Présence ancienne

Publié le 21-05-2022

de Claudio Monge

En dépit du fait que, ces vingt dernières années, la Turquie a soutenu de manière décisive la cause palestinienne dans l'interminable conflit du Moyen-Orient, la République née sur les cendres de l'Empire ottoman, ne peut ignorer le rôle de la communauté juive dans son propre histoire, notamment culturelle et économique.
Fin décembre 2021, sans accorder une importance médiatique particulière, le président turc Recep Tayyip Erdoğan a accueilli une délégation de rabbins pour le premier sommet de l'alliance des rabbins des États islamiques au palais présidentiel d'Ankara. La plupart des délégués venaient de pays à majorité musulmane tels que le Kazakhstan, l'Iran, l'Albanie et les Émirats arabes unis. Dans son discours, le président turc a évoqué l'importance des relations turco-israéliennes et la lutte commune contre l'antisémitisme et l'islamophobie dans le monde.

Il a ensuite évoqué l'expulsion des Juifs séfarades d'Espagne en 1492, au plus fort de la Reconquista, soulignant comment l'esprit qui a permis aux Ottomans d'embrasser les Juifs d'alors (le sultan régnant Bayezid II) est toujours vivant aujourd'hui. Net d'un message pragmatiquement politique et de propagande (il semble déplacé d'y voir des ouvertures dans le sens d'un « dialogue interreligieux »), il importe de souligner combien la date de 1492 est la clé d'un discours historique qui considère la l'arrivée des Juifs séfarades sur les terres ottomanes, comme le début d'une ère particulière de coexistence et de tolérance entre musulmans et juifs dans l'Empire ottoman.

Bien que cette idée ait eu une grande influence sur les perceptions académiques et populaires de l'histoire juive en Turquie, elle a le défaut d'ignorer que 1492 ne marque pas réellement le début de la coexistence entre Turcs musulmans et Juifs en Anatolie.
Réduire la présence juive aux séfarades efface la mémoire des communautés roms (Juifs de langue grecque de Rome puis de l'Empire byzantin, finalement assimilés par la communauté séfarade), karaïtes, ashkénazes, pré-araméens et arabophones. existant aux conquêtes ottomanes.

Deuxièmement, c'est une perspective qui fait des Juifs, comme toutes les autres minorités islamiques et non islamiques, des hôtes perpétuels, qui ne peuvent prétendre à la pleine citoyenneté, mais espèrent tout au plus être tolérés, exprimant une gratitude éternelle à ceux qui les ont bien accueillis.

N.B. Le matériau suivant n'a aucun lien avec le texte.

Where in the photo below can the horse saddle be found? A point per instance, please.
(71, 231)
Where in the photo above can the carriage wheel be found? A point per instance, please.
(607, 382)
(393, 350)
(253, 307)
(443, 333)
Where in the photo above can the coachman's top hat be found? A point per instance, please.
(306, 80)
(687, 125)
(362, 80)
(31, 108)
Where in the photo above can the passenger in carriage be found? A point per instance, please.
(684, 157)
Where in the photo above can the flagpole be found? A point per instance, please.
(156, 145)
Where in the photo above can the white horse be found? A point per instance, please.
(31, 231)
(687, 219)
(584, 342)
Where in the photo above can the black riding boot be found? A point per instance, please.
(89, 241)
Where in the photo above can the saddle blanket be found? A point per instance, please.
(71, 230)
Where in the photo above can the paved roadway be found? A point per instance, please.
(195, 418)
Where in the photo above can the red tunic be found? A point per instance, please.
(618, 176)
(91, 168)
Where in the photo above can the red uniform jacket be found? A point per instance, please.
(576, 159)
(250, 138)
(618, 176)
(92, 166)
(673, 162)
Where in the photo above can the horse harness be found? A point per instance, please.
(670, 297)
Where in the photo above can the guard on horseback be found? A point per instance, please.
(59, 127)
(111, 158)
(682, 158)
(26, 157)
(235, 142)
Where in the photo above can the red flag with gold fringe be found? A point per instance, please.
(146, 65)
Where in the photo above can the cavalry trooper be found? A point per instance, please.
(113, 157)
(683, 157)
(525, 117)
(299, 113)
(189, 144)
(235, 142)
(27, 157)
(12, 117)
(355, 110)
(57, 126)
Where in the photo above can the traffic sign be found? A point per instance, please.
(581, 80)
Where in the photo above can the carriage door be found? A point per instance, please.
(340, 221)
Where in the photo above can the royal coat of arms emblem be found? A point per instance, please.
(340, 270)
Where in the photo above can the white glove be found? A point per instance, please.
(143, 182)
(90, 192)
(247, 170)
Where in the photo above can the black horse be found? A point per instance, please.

Les découvertes archéologiques, qui se poursuivent à ce jour, montrent comment les Juifs sont arrivés en Anatolie même entre le VIe siècle. et 133 avant JC, lorsque les Romains sont arrivés sur ces terres. Leurs premières colonies étaient en Phrygie et en Lydie et dans les villes grecques de l'ouest de l'Anatolie. A Priène, Sardi, Mileto et Andriache (dans les environs de Demre et Mira), plusieurs vestiges des anciennes communautés juives ont été retrouvés, avec des inscriptions en grec et en hébreu et des gravures de menorahs. Précisément en référence à ces découvertes archéologiques, en novembre dernier, pour la première fois de son histoire, le Musée juif de Turquie à Istanbul a organisé une exposition temporaire intitulée : Identité juive gravée dans la pierre et dédiée aux anciennes synagogues d'Anatolie, évidemment antérieures à la date mythique de 1492.

L'effort est justement d'élargir lentement la perspective historique sur la présence des Juifs, au cœur d'une richesse de cultures et d'appartenances qui a toujours caractérisé l'histoire de ces extraordinaires carrefours de l'Antiquité. Ceci sans renoncer à raconter, l'épopée, en particulier Istanbuliot, des Juifs séfarades venus d'Espagne, qui parlent encore aujourd'hui le ladin et qui dépassent certainement les vingt mille unités, bien qu'ils aient émigré massivement aussi en Israël, surtout dans les années de la Seconde Guerre mondiale. Guerre et de la folie nazie.